8 Bu 12 elçinin ilgilendiği başlıca alan neydi? Bunun cevabı Pentekost günü sonrası yaşanan olaylardadır. Dullara yapılan günlük yiyecek dağıtımı konusunda bir tartışma çıktığında 12 elçi öğrencileri toplayıp şunları söyledi: “Bizim Tanrı’nın sözünü öğretmeyi bırakıp sofralara yiyecek dağıtmamız uygun değil” (Elçiler 6:1-6’yı okuyun). Sonra elçiler, “yapılması gereken bu işle” ilgilenmeleri için ruhi yeterliğe sahip başka kardeşleri atadılar; böylece kendilerini “Tanrı’nın sözünü öğretme işine” verebildiler. Bu düzenleme Yehova’nın desteğinin görülmesini sağladı; çünkü “Tanrı’nın sözünün etkisi gitgide artıyor ve Yeruşalim’de öğrencilerin sayısı hızla çoğalıyordu” (Elçi. 6:7). Dolayısıyla ruhi gıdayla besleme işiyle ilgili başlıca sorumluluk elçilerdeydi (Elçi. 2:42).

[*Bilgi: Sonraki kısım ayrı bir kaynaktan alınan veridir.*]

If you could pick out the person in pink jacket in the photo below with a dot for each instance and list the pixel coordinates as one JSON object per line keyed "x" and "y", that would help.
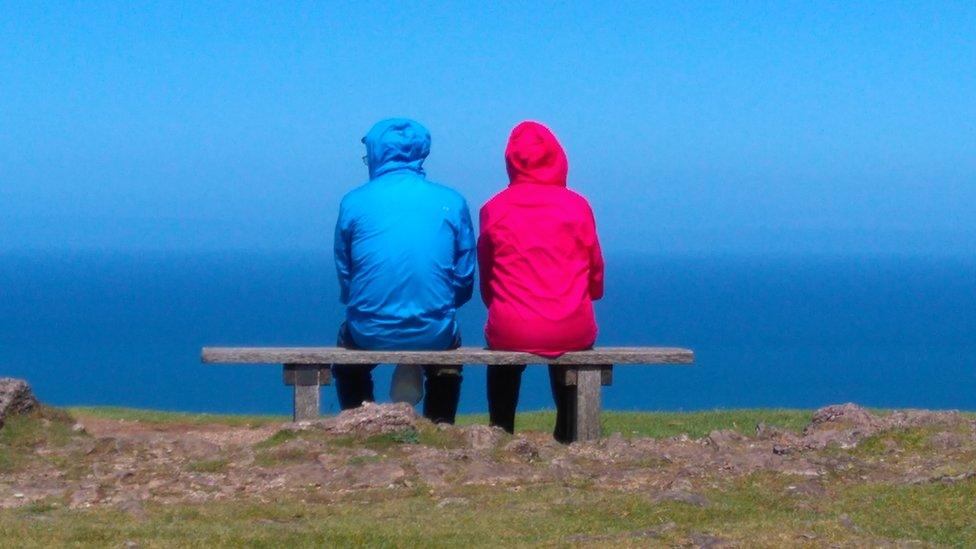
{"x": 541, "y": 269}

9 Zamanla başkalarına da ağır sorumluluklar verildi. Pavlus ve Barnabas kutsal ruhun yönlendirmesiyle Antakya cemaati tarafından görevli vaizler olarak gönderildiler. Her ne kadar asıl 12 elçi arasında değillerse de onlar da elçiler olarak tanındılar (Elçi. 13:1-3; 14:14, 18; Gal. 1:19). Tayinleri daha sonra Yeruşalim’deki yönetim kurulunca doğrulandı (Gal. 2:7-10). Bundan kısa bir süre sonra Pavlus, ruhi gıdanın dağıtılması işinde rol oynamaya başladı. İlhamla ilk mektubunu yazdı.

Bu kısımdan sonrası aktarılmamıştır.